Simple coïncidence, mais du genre de celles qui laissent songeur. Et si l’acteur était devenu autre chose que le parangon tardif d’un paternalisme sous stéroïdes ? Un peu plus qu’un simple biceps en procession ? À l’inverse, autour de lui tout est tellement d’un bloc, que même le personnage récurrent de Michelle Rodriguez, à qui revient d’asperger cette fratrie d’un peu d’hormones femelles, ne profite jamais de l’apanage de sa féminité. C’est même tout le contraire, puisqu’elle est entièrement à l’image de Dom : couillue, apte à maîtriser les engins, et à se soustraire par la vitesse au regard panoptique de la mégère. Bienvenue dans un monde si brut et si monolithique, qu’il compare tout attribut de séduction à un signe de faiblesse, et le rend aussitôt superflu – à commencer par les cheveux, qui ont disparu de toutes les têtes (de gland), et à l’exception de cette panoplie de t-shirts sans manches, de pantacourts et de chaînes chromées qui fleure bon les années Willy Denzey.
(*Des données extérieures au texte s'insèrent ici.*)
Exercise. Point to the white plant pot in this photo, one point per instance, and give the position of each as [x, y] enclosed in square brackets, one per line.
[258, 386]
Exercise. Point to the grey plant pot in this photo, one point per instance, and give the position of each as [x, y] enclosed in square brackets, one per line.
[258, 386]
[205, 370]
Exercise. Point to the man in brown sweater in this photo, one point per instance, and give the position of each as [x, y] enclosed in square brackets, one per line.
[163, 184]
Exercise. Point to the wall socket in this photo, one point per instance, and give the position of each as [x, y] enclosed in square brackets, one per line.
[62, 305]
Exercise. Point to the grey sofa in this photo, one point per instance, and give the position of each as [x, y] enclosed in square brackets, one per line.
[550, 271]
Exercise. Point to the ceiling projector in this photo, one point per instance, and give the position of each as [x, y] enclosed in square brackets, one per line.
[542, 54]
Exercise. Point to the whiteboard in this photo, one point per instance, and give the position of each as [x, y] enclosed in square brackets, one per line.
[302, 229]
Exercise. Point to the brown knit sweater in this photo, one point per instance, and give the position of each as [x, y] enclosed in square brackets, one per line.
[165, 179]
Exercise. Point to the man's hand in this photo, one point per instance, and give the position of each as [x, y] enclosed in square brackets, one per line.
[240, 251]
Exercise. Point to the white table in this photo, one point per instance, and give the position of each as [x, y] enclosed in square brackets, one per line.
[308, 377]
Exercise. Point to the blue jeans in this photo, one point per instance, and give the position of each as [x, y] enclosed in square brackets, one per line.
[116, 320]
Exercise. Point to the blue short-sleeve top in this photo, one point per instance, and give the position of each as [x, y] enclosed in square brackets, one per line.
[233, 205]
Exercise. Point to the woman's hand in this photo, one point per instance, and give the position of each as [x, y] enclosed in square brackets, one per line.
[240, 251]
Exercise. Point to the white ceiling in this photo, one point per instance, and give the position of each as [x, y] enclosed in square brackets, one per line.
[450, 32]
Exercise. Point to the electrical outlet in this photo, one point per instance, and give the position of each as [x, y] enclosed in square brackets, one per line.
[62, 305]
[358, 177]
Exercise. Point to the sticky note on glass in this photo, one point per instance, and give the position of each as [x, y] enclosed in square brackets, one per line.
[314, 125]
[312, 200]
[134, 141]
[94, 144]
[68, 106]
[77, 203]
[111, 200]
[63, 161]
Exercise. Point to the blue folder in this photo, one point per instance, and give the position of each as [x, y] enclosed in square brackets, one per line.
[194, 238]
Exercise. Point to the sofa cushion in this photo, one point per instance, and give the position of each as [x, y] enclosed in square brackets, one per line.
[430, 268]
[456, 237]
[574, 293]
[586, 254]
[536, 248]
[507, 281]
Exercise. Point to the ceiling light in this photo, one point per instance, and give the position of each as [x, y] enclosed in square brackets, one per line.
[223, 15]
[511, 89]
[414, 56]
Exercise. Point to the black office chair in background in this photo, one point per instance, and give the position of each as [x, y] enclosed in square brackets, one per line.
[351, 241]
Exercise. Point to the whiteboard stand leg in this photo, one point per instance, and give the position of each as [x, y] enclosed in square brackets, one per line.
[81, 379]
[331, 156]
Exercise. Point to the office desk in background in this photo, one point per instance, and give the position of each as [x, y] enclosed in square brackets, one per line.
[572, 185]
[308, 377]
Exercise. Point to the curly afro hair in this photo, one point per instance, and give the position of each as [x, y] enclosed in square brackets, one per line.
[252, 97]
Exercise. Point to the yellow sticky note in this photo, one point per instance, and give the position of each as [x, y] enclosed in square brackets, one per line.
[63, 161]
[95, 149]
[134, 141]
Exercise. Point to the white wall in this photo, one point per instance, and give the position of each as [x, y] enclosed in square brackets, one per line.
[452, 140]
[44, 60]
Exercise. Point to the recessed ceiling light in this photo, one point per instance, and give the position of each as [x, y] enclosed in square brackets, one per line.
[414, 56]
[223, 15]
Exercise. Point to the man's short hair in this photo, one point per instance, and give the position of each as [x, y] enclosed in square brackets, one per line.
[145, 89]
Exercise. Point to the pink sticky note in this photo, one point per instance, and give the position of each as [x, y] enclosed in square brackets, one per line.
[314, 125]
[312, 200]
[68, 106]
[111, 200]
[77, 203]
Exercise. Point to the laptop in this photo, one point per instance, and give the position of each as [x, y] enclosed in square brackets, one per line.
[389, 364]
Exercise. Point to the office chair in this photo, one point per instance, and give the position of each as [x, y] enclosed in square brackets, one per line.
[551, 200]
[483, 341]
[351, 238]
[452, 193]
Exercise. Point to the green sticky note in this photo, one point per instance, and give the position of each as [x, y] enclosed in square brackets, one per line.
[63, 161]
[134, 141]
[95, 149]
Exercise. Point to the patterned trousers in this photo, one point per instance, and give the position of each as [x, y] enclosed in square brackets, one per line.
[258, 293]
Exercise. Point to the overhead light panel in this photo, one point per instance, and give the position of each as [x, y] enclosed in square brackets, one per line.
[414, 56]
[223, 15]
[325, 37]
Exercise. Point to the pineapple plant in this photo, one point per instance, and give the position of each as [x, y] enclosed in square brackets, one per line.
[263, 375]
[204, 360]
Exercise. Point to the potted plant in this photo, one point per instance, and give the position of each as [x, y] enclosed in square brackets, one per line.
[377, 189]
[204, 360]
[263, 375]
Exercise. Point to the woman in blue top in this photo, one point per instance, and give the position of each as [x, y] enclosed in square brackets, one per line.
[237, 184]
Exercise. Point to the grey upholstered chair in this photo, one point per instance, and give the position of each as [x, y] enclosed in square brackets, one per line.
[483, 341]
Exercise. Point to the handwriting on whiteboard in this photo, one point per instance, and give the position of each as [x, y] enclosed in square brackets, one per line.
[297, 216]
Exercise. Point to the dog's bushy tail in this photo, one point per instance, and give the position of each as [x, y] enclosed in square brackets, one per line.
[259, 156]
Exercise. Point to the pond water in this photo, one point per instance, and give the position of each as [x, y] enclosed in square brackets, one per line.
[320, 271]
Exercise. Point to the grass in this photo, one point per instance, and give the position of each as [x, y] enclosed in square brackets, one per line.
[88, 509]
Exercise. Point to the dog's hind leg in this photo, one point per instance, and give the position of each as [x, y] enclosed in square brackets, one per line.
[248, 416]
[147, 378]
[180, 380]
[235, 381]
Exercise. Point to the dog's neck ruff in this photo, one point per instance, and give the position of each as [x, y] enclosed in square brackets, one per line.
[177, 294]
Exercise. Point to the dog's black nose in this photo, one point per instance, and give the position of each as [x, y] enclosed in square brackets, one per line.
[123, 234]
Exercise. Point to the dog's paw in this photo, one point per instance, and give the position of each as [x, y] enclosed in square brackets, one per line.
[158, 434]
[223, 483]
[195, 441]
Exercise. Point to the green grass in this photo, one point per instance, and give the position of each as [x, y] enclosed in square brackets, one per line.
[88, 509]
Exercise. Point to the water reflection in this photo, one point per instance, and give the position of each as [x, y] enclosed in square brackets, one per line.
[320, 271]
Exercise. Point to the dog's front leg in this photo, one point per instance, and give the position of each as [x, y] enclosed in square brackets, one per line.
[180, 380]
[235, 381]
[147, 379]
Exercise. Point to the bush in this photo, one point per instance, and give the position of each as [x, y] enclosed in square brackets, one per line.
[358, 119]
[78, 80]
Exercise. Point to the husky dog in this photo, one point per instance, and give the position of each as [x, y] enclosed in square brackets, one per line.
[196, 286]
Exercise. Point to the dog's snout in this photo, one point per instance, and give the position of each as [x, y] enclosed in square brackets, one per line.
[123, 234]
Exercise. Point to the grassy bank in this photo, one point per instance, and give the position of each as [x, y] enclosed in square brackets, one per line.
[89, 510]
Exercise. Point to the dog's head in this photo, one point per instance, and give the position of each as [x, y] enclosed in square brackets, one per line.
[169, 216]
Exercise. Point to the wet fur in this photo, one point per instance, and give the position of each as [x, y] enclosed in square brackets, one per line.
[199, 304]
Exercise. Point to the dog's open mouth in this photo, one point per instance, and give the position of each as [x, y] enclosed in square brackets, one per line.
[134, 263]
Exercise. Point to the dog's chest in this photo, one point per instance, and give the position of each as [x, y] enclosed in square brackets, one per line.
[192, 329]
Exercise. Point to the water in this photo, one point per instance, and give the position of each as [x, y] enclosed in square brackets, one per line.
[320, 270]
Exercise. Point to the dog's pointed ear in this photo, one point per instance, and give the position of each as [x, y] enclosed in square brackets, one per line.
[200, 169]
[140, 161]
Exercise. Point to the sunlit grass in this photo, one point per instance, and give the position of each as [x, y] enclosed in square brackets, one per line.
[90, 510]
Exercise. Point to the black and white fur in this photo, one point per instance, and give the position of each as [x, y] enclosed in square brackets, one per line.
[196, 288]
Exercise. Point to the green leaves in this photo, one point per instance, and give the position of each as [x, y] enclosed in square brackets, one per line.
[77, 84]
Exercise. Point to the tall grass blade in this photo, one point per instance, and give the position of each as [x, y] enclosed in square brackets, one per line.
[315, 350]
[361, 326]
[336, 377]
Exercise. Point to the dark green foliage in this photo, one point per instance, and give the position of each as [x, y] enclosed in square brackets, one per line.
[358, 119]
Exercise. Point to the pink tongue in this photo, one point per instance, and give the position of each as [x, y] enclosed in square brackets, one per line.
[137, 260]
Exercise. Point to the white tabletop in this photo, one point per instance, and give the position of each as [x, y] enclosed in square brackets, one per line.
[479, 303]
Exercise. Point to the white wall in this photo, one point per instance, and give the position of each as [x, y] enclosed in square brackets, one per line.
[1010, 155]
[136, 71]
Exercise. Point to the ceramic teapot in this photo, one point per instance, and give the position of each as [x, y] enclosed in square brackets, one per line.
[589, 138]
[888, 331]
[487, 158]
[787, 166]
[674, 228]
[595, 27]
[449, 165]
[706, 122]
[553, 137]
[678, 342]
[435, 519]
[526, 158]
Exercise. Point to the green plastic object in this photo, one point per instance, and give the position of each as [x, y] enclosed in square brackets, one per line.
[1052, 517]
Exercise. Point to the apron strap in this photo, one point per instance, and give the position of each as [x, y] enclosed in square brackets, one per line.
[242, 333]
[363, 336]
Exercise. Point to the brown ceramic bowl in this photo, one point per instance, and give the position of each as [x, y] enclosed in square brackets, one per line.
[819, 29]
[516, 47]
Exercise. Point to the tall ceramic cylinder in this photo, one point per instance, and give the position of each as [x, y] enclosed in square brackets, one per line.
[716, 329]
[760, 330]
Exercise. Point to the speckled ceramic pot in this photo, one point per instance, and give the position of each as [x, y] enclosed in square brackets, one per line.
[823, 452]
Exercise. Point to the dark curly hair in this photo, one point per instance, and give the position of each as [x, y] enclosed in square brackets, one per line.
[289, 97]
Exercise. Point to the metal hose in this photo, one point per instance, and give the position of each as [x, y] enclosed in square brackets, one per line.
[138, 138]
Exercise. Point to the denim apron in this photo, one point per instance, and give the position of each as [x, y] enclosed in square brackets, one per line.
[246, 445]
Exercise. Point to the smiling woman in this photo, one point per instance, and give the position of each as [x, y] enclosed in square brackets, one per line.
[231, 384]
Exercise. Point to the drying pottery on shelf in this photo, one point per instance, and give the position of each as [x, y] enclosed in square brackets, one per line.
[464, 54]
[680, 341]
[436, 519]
Cette garde-robe, c’est le logotype d’un spectacle qui ne s’est jamais défait de ses racines kéké. Dans deux ans, quand sonnera l’heure d’aller rejoindre « Pimp My Ride » au compost des années 2000, il emportera toute une génération de vedettes interchangeables, condamnée par l’absence d’inventivité des Studios à singer les aînés, à l’image du remplacement de Paul Walker par Scott Eastwood, la contrefaçon de Clint tout droit sortie d’un spot pour parfum bon marché. C’est le triste destin de ces tas de muscles, sagement conditionnés comme des boîtes de conserve : attendre qu’un modèle plus récent les envoie à la casse. C’est pourquoi, plutôt que les femmes ou la palette graphique, c’est avec les engins qu’ils font corps, et de leur union que sortent les nouveau-nés. Nostalgie d’un vieux fantasme d’auto-engendrement, ou d’une empathie homme/machine, qui n’est pas sans rappeler, en plus rustique encore, le Schwarzenegger de Terminator et de Junior (qui voyait la star enfanter), à qui ce F8 doit décidément bien plus qu’on ne pourrait le croire. À la limite, on pourrait s’en contenter, si Speed Racer et Mad Max : Fury Road n’étaient pas venus nous rappeler que tôle froissée et numérique pouvaient être synonymes de renouvèlement du catalogue.
Bref, reste maintenant à savoir si le reboot de Taxi par Franck Gastambide connaîtra le même succès que la franchise de Vin Diesel sur le sol français. Mais dans tous les cas, une chose est sûre : s’ils nous ressortent Frédéric Diefenthal et la Peugeot 406, on n’est pas près de rivaliser.